In the official documentation you can find information that the AWS Access Keys use either AKIA or ASIA prefixes. If you run grep ^AKIA against all the files modified after 23ʳᵈ August you’ll finally find the flag in the /mnt/var/lib/amazon/ssm/i-022903e02a0fed192/session/orchestration/sso-admin-087e79117eb921608/Standard_Stream/ipcTempFile.log file:

As you can see all the SSM session’s commands and their outputs are stored locally in the file in

/var/lib/amazon/ssm/[instance ID]/session/orchestration/[SSM session ID]/Standard_Stream/ipcTempFile.log

The logs can be easily revealed by anyone with permissions to the shared EBS snapshot. In other words any retrieved or passed as parameters secrets can be unintentionally exposed via the local SSM logs.

Alternative solution

The flag can be also retrieved in a different way. Let’s take a look one more time on the/mnt/root/.bash_history file, specifically the last actions taken by the root user :

# cat /mnt/root/.bash_history
...
python3 flag.pyc
rm -f flag1.zip
rm -f flag1.bz2
rm -f flag.pyc
rm -f flag.py
ls
rm -f flag*
ls
cd ec2-user/
ls
rm -f *
ls ../ssm-user/
exit

As you can see the flag* files were removed. But does it mean they were permanently removed? If you read the official whitepaper “Overview of Security Processes” you can read there that:

An EBS snapshot is a block-level view of an entire EBS volume. Note that data that is not visible through the file system on the volume, such as files that have been deleted, may be present in the EBS snapshot.

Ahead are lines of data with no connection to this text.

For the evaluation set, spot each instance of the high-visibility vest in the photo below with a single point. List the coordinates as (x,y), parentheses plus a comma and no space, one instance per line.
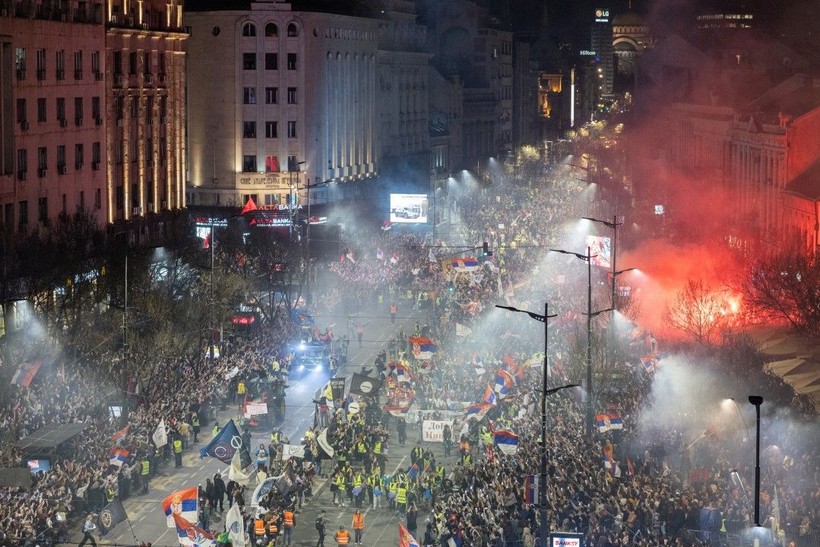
(342,537)
(358,521)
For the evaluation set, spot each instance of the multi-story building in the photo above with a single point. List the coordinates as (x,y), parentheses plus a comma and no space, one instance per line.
(92,111)
(297,95)
(52,96)
(145,114)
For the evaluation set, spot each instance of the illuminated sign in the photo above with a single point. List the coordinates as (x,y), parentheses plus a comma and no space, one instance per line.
(408,208)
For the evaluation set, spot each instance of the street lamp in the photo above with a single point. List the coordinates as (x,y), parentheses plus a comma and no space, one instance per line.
(590,314)
(614,225)
(542,483)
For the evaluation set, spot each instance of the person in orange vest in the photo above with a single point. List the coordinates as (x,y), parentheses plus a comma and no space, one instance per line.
(288,522)
(358,526)
(342,536)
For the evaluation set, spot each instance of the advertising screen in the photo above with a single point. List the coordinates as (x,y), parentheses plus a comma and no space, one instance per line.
(408,208)
(600,250)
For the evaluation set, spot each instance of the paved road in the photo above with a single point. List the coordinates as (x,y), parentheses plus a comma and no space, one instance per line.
(145,513)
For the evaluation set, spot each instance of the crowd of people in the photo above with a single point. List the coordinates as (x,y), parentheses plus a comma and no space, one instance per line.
(614,487)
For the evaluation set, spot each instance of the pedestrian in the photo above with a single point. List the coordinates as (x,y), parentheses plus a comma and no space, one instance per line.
(320,528)
(342,536)
(88,530)
(358,526)
(289,523)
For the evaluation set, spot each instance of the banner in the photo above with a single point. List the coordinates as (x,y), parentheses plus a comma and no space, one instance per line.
(432,431)
(337,388)
(224,445)
(255,408)
(160,436)
(321,438)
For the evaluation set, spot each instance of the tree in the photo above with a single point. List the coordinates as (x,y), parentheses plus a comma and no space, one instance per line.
(785,286)
(698,312)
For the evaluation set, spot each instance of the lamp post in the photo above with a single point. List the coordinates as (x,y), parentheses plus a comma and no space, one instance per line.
(614,225)
(590,314)
(542,483)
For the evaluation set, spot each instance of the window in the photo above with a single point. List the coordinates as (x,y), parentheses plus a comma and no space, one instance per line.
(60,157)
(42,210)
(21,110)
(249,95)
(78,111)
(78,65)
(23,215)
(60,64)
(41,110)
(249,61)
(41,64)
(22,160)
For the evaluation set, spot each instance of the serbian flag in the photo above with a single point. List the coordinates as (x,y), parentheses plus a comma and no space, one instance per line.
(531,489)
(117,456)
(405,539)
(116,437)
(489,396)
(182,503)
(506,441)
(504,382)
(191,534)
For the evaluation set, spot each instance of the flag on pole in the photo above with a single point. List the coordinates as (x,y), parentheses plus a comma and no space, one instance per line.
(184,503)
(160,436)
(191,534)
(111,515)
(224,445)
(405,538)
(235,526)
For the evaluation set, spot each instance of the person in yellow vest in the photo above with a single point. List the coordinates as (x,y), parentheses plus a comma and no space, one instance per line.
(288,523)
(358,526)
(177,448)
(342,536)
(259,530)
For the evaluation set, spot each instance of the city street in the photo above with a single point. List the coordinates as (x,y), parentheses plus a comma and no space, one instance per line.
(145,513)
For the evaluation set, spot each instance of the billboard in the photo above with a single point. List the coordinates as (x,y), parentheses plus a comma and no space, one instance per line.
(600,249)
(408,208)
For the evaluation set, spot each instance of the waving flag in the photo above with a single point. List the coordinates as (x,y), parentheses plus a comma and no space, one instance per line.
(506,441)
(191,534)
(405,538)
(182,503)
(224,445)
(117,456)
(504,382)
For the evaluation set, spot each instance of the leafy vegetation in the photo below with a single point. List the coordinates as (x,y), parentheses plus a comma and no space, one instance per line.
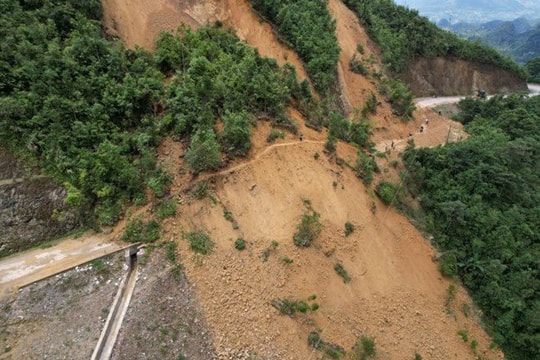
(308,27)
(308,230)
(92,113)
(364,348)
(403,35)
(481,199)
(240,244)
(200,242)
(138,230)
(331,350)
(290,307)
(533,70)
(340,270)
(349,228)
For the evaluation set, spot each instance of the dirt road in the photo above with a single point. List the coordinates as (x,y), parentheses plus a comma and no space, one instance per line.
(24,268)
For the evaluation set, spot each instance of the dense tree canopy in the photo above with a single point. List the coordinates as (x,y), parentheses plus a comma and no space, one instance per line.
(482,199)
(310,30)
(91,112)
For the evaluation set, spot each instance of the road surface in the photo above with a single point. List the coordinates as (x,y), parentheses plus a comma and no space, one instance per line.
(434,101)
(25,268)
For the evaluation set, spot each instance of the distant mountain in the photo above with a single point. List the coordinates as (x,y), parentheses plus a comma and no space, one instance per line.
(517,38)
(474,11)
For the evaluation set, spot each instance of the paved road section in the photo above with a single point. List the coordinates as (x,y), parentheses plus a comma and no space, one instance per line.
(534,90)
(25,268)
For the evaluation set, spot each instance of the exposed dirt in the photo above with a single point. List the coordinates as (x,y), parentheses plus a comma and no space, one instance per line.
(62,317)
(164,319)
(139,22)
(24,268)
(396,295)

That means that I should be able to restore removed files. To test it I’ll use the PhotoRec tool, which is a free file recovery tool. It can be easily installed on Amazon Linux instance using the following commands:

# amazon-linux-extras install epel -y
# yum update -y
# yum install testdisk -y

Let’s run the PhotoRec and choose the mounted volume to restore removed files from it:

As the volume is mounted as the XFS file system you won’t see the restored filenames (EXT4 would work better here). However, as we know that the flag is an AWS Access Key we can search through all the restored files. As you can see below the flag was “injected” in the Lorem Ipsum text:

Conclusions

The “Open To The Public” challenge is not only a great fun but also focuses on the important security risks. We can learn from it that:

  • all the SSM session’s commands and their outputs are stored locally,
  • removed files from EBS volumes can be restored (the EBS volumes are wiped after termination).